A quiet day, with only two of us shovelling away in torrential rain and dazzling sunlight, sometimes within a few minutes of each other! Slowly, but surely, the foot of the embankment is returning to its original depth. As the soil level drops, we're also pulling the fence back upright, so far as possible - although it will need substantial repairs.


Among the finds this week:
* A padlock, with some still-legible printed paper stuck to it.

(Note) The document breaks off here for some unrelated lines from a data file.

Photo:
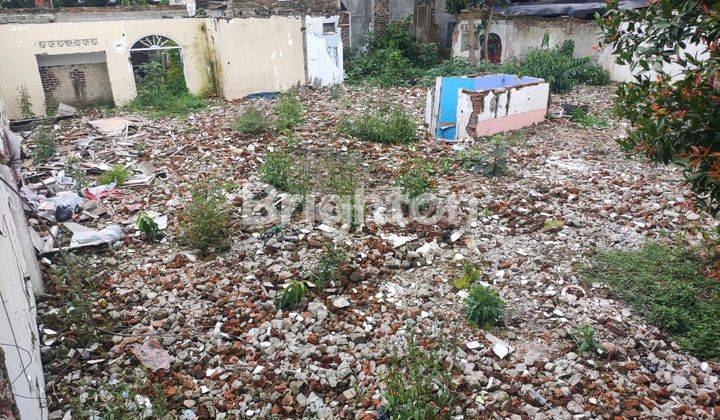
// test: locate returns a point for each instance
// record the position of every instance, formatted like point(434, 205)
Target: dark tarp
point(574, 8)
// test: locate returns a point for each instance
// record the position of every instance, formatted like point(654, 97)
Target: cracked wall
point(19, 337)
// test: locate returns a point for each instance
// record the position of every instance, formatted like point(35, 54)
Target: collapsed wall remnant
point(459, 108)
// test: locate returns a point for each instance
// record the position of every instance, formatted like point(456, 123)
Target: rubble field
point(205, 331)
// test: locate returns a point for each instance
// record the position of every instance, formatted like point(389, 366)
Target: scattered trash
point(86, 237)
point(111, 126)
point(152, 355)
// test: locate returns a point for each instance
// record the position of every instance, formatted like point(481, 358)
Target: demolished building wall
point(20, 361)
point(257, 55)
point(518, 35)
point(324, 50)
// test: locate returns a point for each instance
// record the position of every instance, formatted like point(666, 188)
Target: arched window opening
point(157, 60)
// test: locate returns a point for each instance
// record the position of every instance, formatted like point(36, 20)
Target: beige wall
point(256, 55)
point(247, 55)
point(78, 84)
point(520, 34)
point(19, 43)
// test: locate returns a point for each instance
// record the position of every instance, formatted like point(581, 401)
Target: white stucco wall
point(23, 42)
point(248, 55)
point(19, 337)
point(520, 34)
point(255, 55)
point(324, 51)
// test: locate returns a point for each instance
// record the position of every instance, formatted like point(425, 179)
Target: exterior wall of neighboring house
point(361, 13)
point(22, 384)
point(91, 60)
point(24, 42)
point(445, 22)
point(76, 83)
point(257, 55)
point(520, 34)
point(401, 9)
point(324, 50)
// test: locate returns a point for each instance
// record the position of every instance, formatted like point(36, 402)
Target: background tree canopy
point(674, 104)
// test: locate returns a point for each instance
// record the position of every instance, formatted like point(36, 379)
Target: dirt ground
point(205, 333)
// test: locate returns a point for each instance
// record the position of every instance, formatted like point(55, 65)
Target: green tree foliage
point(675, 115)
point(161, 88)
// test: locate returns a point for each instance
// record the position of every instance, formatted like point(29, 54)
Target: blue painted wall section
point(450, 88)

Anyone recognise where it might have come from?
* Three intact milk bottles, marked "CoOp", "Leicester" and "Northern"
* Two jars, perhaps used for coffee?
* Another bucketful of broken glass
* Parts of the lever-frame
* A piston from an internal combustion engine
* A single shoe
* An insulating spacer for bullhead rail
* A curved lump of clear glass (what was it?)
* More pieces of crockery
* Broken insulating pots from the pole run
* Assorted electrical wire
* Several lengths of steel wire with circular loops wound near the ends (any ideas?)
* A brass key lever from a block instrument
* The handle off a stopcock
* Another gravity-lock cover, broken
* Two disintegrating zinc-carbon cells
* Three more plastic coal sacks
* Part of the lock from a small cabinet or box


...alongside the standard lumps of coal and masonry. While this might be a relatively dull stage of the project, it has something of the 'lucky-dip' about it. We never know what might turn up, and when it does, we're probably the first people to see the thing for thirty (or fifty) years!